Anti-Judaism in Early Christianity: Volume 2: Separation and Polemic

Description

185 pages
Contains Index
$14.95
ISBN 0-88920-196-X

Year

1986

Contributor

Edited by Stephen G. Wilson
Reviewed by Richard C. Smith

Richard C. Smith is a professor in the Classics Department of the
University of Alberta.

Review

This selection of essays edited by S.G. Wilson, Professor of Religion at Carleton University, presents work from the final two years of a five-year seminar held at annual meetings of the Canadian Society of Biblical Studies in 1981 and 1982. Though the title focuses on anti-Judaism, the essays are much more concerned with the relationship between Judaism and Christianity during the first two centuries of our era and the causes for separation between the two religions rather than anti-Semitism as such.

The volume comprises eight essays, including two by the editor, as well as an evaluation in retrospect of the results of the total five-year process by Professor Lloyd Gaston of the Vancouver School of Theology. The editor has also provided an introduction, notes on the various contributors, an index nominorum and an index locorum.

Professor Wilson’s two essays deal with the second-century heretic and gnostic, Marcion, and the Christian orator, Melito, who flourished in the reign of Marcus Aurelius. Since Marcion’s views were often the majority view of Christians in this period, the first essay makes clear that Marcion’s ideas were much more the rejection of the authority of Judaism than the rejection of Jews themselves. The more extreme Catholic position, as illustrated by Melito of Sardis, on the other hand, appropriated all the authority of Jewish tradition and Scripture for Christianity but viewed the Jews themselves as the murderers of God. It is especially ironic that Melito, at least, seems to have been led to his unfortunate position by his own desire to appropriate Jewish Passover traditions for Christian belief and practice including the celebration of Easter on the day of Passover instead of the first Sunday after Passover.

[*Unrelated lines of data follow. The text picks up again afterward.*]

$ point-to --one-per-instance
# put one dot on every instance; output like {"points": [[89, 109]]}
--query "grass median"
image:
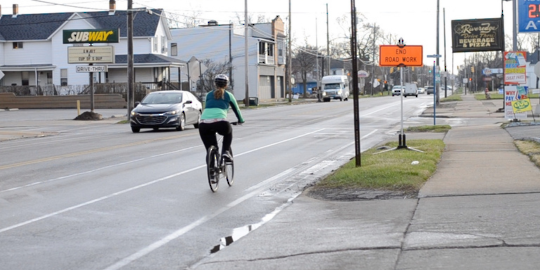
{"points": [[401, 170]]}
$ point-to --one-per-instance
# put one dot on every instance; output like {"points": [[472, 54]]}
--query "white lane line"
{"points": [[97, 200], [165, 240], [99, 169], [135, 188]]}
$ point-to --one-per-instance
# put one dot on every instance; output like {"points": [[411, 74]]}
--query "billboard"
{"points": [[515, 67], [477, 35], [528, 14]]}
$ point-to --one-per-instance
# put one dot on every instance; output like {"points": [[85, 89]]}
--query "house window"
{"points": [[270, 50], [63, 77], [280, 49], [163, 45], [174, 49], [25, 79]]}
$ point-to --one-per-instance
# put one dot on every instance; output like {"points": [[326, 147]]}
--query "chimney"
{"points": [[112, 7], [15, 10]]}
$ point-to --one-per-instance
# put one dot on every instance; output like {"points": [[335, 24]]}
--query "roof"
{"points": [[31, 26], [42, 26], [150, 59]]}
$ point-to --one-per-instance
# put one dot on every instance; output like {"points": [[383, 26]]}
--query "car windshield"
{"points": [[332, 86], [162, 98]]}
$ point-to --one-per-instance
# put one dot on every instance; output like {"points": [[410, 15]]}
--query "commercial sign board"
{"points": [[477, 35], [87, 69], [401, 56], [515, 67], [528, 14], [91, 36], [516, 102], [91, 54]]}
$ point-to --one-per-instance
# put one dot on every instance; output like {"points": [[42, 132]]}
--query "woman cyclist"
{"points": [[213, 118]]}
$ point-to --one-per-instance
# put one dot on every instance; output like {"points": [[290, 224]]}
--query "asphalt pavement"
{"points": [[480, 210]]}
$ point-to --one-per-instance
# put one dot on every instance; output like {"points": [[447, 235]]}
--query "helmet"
{"points": [[221, 80]]}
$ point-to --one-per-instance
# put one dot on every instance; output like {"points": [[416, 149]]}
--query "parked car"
{"points": [[396, 90], [166, 109]]}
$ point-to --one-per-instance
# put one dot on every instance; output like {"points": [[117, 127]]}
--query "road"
{"points": [[97, 196]]}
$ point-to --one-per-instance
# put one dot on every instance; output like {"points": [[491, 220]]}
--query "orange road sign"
{"points": [[401, 56]]}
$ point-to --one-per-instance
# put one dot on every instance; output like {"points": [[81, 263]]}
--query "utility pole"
{"points": [[289, 60], [246, 60], [131, 80], [445, 72], [328, 40], [373, 62], [355, 85], [437, 70]]}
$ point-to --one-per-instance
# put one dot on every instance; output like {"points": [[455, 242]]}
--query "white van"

William Klassen of the Interfaith Peace Academy of Jerusalem offers an interesting essay on the epistle to the Hebrews. He proposes that the epistle seems to have been written before 70 C.E. and, if so, would have been well received by Jews living outside of Judea and Jerusalem and even these would not have had any great difficulty with it. In contrast, M.B. Shukster and Professor Peter Richardson of the University of Toronto note that the epistle of Banabas is most polemical against Judaism because at the end of the first century, Judaism had become a most attractive alternative to Christianity. Since they feel that the epistle was a product of Syro-Palestine, the change to direct attack on the temple and rabbinic exegesis in only a few years from the presumed time of the epistle to the Hebrew is striking.

Lloyd Gaston, as well as a retrospect, also contributed an essay on Ignatius of Antioch and related writers of the second century. He points out that much of the so-called anti-Judaism found here is really directed against Gentile Christians who adopted various Jewish practices (including reading the Septuagint as scripture!). Such Christians are also criticized in the Pastoral Epistles and Revelation. Such criticism was totally misunderstood later and was thought to be directed against actual Jews.

In other essays, Harold Remus of Wilfrid Lauricr shows that Justin Martyr’s so-called argument with Judaism is really designed to convert pagans; Jack Lightstone of Concordia University indicates how Early Rabbinism, Hellenistic Judaism, and early Christianity all offered holy men as mediators; and Alan Segal of Barnard College traces gnosticism in Christianity and Judaism (as well as calling for further study of the subject).

Taken together, the essays are a strong indication of the excellent work being done in this area of interpretation. It is to be hoped that not only the views expressed here will be carefully studied but that the results of further seminars on similar topics will be made available from the Society of Biblical Studies.